Hello Michal,
Thank you for taking the time to review my patch, you made some very good
points and helped me discover features of the code base I didn't know.
To answer you question: systemd can still do whatever it wants within the
container this won't change that. Setting of the rlimits happens before the
<init> of the container is even exec'd. So my use case for writing this
patch was that we were trying to run things that required large numbers of
open files, like apache, but when the containers started they inherited the
RLIMIT_NOFILE limits from the system init which is set conservatively low.
In a privileged container it would be no problem to increase that limit,
because you can run things as root (id=0) and you have the capability.

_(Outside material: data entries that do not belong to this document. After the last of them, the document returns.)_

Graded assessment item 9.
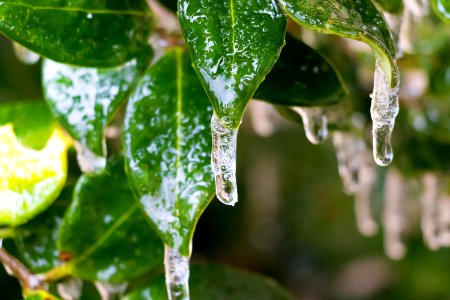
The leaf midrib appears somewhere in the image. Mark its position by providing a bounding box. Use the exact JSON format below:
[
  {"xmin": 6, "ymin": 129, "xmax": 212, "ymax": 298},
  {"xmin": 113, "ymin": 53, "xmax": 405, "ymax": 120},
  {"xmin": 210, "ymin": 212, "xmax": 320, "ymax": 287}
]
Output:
[{"xmin": 0, "ymin": 1, "xmax": 151, "ymax": 17}]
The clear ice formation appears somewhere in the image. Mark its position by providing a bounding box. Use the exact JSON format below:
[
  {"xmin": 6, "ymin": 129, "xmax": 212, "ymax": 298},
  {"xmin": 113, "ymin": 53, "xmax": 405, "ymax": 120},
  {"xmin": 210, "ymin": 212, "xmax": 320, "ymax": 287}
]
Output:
[
  {"xmin": 370, "ymin": 58, "xmax": 399, "ymax": 166},
  {"xmin": 75, "ymin": 142, "xmax": 106, "ymax": 173},
  {"xmin": 13, "ymin": 43, "xmax": 40, "ymax": 65},
  {"xmin": 211, "ymin": 114, "xmax": 238, "ymax": 206},
  {"xmin": 291, "ymin": 106, "xmax": 328, "ymax": 145},
  {"xmin": 383, "ymin": 169, "xmax": 406, "ymax": 260},
  {"xmin": 164, "ymin": 245, "xmax": 189, "ymax": 300}
]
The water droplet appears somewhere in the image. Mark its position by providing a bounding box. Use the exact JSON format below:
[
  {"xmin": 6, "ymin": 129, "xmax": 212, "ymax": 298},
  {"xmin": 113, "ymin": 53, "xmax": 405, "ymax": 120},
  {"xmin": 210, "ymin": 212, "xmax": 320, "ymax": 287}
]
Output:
[
  {"xmin": 57, "ymin": 277, "xmax": 83, "ymax": 300},
  {"xmin": 370, "ymin": 58, "xmax": 399, "ymax": 166},
  {"xmin": 164, "ymin": 245, "xmax": 189, "ymax": 300},
  {"xmin": 211, "ymin": 114, "xmax": 238, "ymax": 205},
  {"xmin": 13, "ymin": 43, "xmax": 40, "ymax": 65},
  {"xmin": 291, "ymin": 107, "xmax": 328, "ymax": 145},
  {"xmin": 75, "ymin": 142, "xmax": 106, "ymax": 173},
  {"xmin": 383, "ymin": 169, "xmax": 406, "ymax": 260}
]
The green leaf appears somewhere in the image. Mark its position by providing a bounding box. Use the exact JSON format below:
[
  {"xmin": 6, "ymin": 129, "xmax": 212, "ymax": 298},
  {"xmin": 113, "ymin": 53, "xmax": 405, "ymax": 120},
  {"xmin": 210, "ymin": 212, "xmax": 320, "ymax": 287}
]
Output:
[
  {"xmin": 124, "ymin": 48, "xmax": 214, "ymax": 256},
  {"xmin": 254, "ymin": 35, "xmax": 345, "ymax": 106},
  {"xmin": 42, "ymin": 60, "xmax": 140, "ymax": 162},
  {"xmin": 58, "ymin": 160, "xmax": 163, "ymax": 282},
  {"xmin": 280, "ymin": 0, "xmax": 398, "ymax": 87},
  {"xmin": 178, "ymin": 0, "xmax": 286, "ymax": 128},
  {"xmin": 374, "ymin": 0, "xmax": 403, "ymax": 14},
  {"xmin": 431, "ymin": 0, "xmax": 450, "ymax": 22},
  {"xmin": 0, "ymin": 102, "xmax": 70, "ymax": 226},
  {"xmin": 14, "ymin": 188, "xmax": 73, "ymax": 273},
  {"xmin": 0, "ymin": 0, "xmax": 153, "ymax": 67},
  {"xmin": 123, "ymin": 265, "xmax": 294, "ymax": 300}
]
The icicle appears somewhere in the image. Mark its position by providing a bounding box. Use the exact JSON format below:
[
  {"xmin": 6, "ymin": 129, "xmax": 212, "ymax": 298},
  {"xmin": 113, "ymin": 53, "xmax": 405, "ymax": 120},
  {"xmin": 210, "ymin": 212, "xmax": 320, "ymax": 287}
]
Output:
[
  {"xmin": 291, "ymin": 106, "xmax": 328, "ymax": 145},
  {"xmin": 95, "ymin": 281, "xmax": 128, "ymax": 300},
  {"xmin": 164, "ymin": 245, "xmax": 189, "ymax": 300},
  {"xmin": 355, "ymin": 151, "xmax": 378, "ymax": 236},
  {"xmin": 57, "ymin": 277, "xmax": 83, "ymax": 300},
  {"xmin": 75, "ymin": 142, "xmax": 106, "ymax": 173},
  {"xmin": 332, "ymin": 131, "xmax": 364, "ymax": 195},
  {"xmin": 13, "ymin": 43, "xmax": 40, "ymax": 65},
  {"xmin": 383, "ymin": 169, "xmax": 406, "ymax": 260},
  {"xmin": 211, "ymin": 114, "xmax": 238, "ymax": 205},
  {"xmin": 370, "ymin": 58, "xmax": 399, "ymax": 166}
]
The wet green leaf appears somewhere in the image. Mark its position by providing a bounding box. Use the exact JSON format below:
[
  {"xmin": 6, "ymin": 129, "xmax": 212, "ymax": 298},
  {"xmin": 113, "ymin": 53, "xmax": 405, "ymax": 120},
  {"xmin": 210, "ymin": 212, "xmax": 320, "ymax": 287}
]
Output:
[
  {"xmin": 254, "ymin": 35, "xmax": 345, "ymax": 106},
  {"xmin": 14, "ymin": 188, "xmax": 73, "ymax": 273},
  {"xmin": 43, "ymin": 60, "xmax": 140, "ymax": 162},
  {"xmin": 178, "ymin": 0, "xmax": 286, "ymax": 128},
  {"xmin": 0, "ymin": 0, "xmax": 153, "ymax": 67},
  {"xmin": 431, "ymin": 0, "xmax": 450, "ymax": 22},
  {"xmin": 374, "ymin": 0, "xmax": 403, "ymax": 14},
  {"xmin": 280, "ymin": 0, "xmax": 398, "ymax": 87},
  {"xmin": 124, "ymin": 48, "xmax": 214, "ymax": 256},
  {"xmin": 0, "ymin": 102, "xmax": 70, "ymax": 226},
  {"xmin": 58, "ymin": 160, "xmax": 163, "ymax": 282},
  {"xmin": 124, "ymin": 265, "xmax": 294, "ymax": 300}
]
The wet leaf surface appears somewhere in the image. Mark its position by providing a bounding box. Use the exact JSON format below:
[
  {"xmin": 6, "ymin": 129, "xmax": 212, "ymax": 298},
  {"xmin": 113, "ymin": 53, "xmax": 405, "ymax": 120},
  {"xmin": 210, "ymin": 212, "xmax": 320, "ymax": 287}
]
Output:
[
  {"xmin": 124, "ymin": 265, "xmax": 294, "ymax": 300},
  {"xmin": 0, "ymin": 102, "xmax": 70, "ymax": 226},
  {"xmin": 254, "ymin": 35, "xmax": 345, "ymax": 106},
  {"xmin": 58, "ymin": 160, "xmax": 163, "ymax": 282},
  {"xmin": 0, "ymin": 0, "xmax": 153, "ymax": 67},
  {"xmin": 124, "ymin": 48, "xmax": 214, "ymax": 256},
  {"xmin": 178, "ymin": 0, "xmax": 286, "ymax": 128}
]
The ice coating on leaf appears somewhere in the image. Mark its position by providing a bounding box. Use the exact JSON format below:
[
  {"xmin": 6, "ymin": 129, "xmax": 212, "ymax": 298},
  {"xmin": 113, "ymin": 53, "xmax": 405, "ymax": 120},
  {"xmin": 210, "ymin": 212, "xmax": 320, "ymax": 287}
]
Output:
[
  {"xmin": 13, "ymin": 43, "xmax": 41, "ymax": 65},
  {"xmin": 43, "ymin": 59, "xmax": 139, "ymax": 172},
  {"xmin": 370, "ymin": 58, "xmax": 400, "ymax": 166},
  {"xmin": 383, "ymin": 169, "xmax": 406, "ymax": 260},
  {"xmin": 75, "ymin": 142, "xmax": 106, "ymax": 173},
  {"xmin": 291, "ymin": 106, "xmax": 328, "ymax": 145},
  {"xmin": 211, "ymin": 114, "xmax": 238, "ymax": 206},
  {"xmin": 164, "ymin": 245, "xmax": 190, "ymax": 300},
  {"xmin": 56, "ymin": 277, "xmax": 83, "ymax": 300}
]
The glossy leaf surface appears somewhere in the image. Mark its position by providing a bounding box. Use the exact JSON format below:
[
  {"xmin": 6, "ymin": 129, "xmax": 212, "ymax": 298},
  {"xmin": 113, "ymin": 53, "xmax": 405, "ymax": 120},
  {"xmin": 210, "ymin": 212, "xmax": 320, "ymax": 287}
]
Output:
[
  {"xmin": 431, "ymin": 0, "xmax": 450, "ymax": 22},
  {"xmin": 58, "ymin": 160, "xmax": 163, "ymax": 282},
  {"xmin": 374, "ymin": 0, "xmax": 403, "ymax": 14},
  {"xmin": 124, "ymin": 48, "xmax": 214, "ymax": 256},
  {"xmin": 0, "ymin": 0, "xmax": 153, "ymax": 67},
  {"xmin": 14, "ymin": 188, "xmax": 73, "ymax": 273},
  {"xmin": 178, "ymin": 0, "xmax": 286, "ymax": 128},
  {"xmin": 0, "ymin": 102, "xmax": 70, "ymax": 226},
  {"xmin": 254, "ymin": 35, "xmax": 345, "ymax": 106},
  {"xmin": 280, "ymin": 0, "xmax": 398, "ymax": 87},
  {"xmin": 124, "ymin": 265, "xmax": 293, "ymax": 300},
  {"xmin": 43, "ymin": 60, "xmax": 139, "ymax": 161}
]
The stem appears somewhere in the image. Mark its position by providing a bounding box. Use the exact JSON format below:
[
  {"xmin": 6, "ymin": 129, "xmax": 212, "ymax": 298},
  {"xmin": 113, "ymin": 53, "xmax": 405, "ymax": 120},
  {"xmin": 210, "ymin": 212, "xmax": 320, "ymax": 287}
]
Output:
[
  {"xmin": 0, "ymin": 248, "xmax": 45, "ymax": 290},
  {"xmin": 164, "ymin": 245, "xmax": 190, "ymax": 300}
]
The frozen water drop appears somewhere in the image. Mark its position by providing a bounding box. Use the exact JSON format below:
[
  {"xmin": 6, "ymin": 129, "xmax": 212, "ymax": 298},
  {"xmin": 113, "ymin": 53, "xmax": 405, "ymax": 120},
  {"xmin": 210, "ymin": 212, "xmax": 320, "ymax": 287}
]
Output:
[
  {"xmin": 57, "ymin": 277, "xmax": 83, "ymax": 300},
  {"xmin": 75, "ymin": 142, "xmax": 106, "ymax": 173},
  {"xmin": 370, "ymin": 58, "xmax": 399, "ymax": 166},
  {"xmin": 211, "ymin": 114, "xmax": 238, "ymax": 205},
  {"xmin": 164, "ymin": 245, "xmax": 189, "ymax": 300},
  {"xmin": 13, "ymin": 43, "xmax": 40, "ymax": 65},
  {"xmin": 383, "ymin": 169, "xmax": 406, "ymax": 260},
  {"xmin": 291, "ymin": 106, "xmax": 328, "ymax": 145}
]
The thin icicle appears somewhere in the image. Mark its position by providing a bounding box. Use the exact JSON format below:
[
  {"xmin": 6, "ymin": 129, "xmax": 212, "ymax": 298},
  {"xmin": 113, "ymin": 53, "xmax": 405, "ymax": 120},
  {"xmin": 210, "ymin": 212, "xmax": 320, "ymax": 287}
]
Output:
[
  {"xmin": 75, "ymin": 142, "xmax": 106, "ymax": 173},
  {"xmin": 95, "ymin": 281, "xmax": 128, "ymax": 300},
  {"xmin": 211, "ymin": 114, "xmax": 238, "ymax": 205},
  {"xmin": 370, "ymin": 58, "xmax": 399, "ymax": 166},
  {"xmin": 383, "ymin": 169, "xmax": 406, "ymax": 260},
  {"xmin": 332, "ymin": 131, "xmax": 365, "ymax": 195},
  {"xmin": 291, "ymin": 106, "xmax": 328, "ymax": 145},
  {"xmin": 355, "ymin": 151, "xmax": 378, "ymax": 236},
  {"xmin": 56, "ymin": 277, "xmax": 83, "ymax": 300},
  {"xmin": 164, "ymin": 245, "xmax": 189, "ymax": 300},
  {"xmin": 13, "ymin": 43, "xmax": 40, "ymax": 65}
]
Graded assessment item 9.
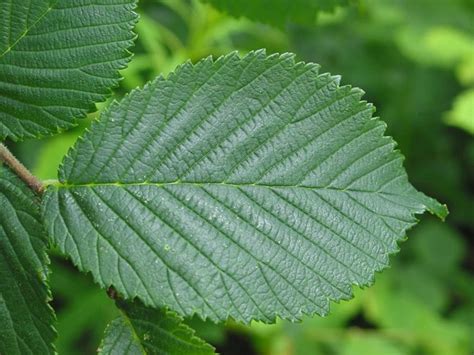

However we use <idmap> so that we don't have privileged root containers
running and as a unprivileged user you can only decrease your limit, not
increase them. This patch allows me to set the starting RLLIMIT_NOFILE
limits I want at container boot and can be changed per container.
In my next reply you will find my new patch addressing your criticisms.
Thanks
Ryan
On Wed, Dec 10, 2014 at 8:18 AM, Michal Privoznik <mprivozn(a)redhat.com>
wrote:
On 07.12.2014 04:17, Ryan Cleere wrote:
> ---
> src/conf/domain_conf.c | 115
+++++++++++++++++++++++++++++++++++++++++++++++
> src/conf/domain_conf.h | 12 +++++
> src/lxc/lxc_controller.c | 12 +++++
> src/util/virprocess.c | 4 +-
> src/util/virprocess.h | 3 ++
> 5 files changed, 144 insertions(+), 2 deletions(-)
First of all, how would this play with systemd? I mean, what if systemd
within the container wants to set up its own limits?
Then, you are extending the domain XML space without any documentation.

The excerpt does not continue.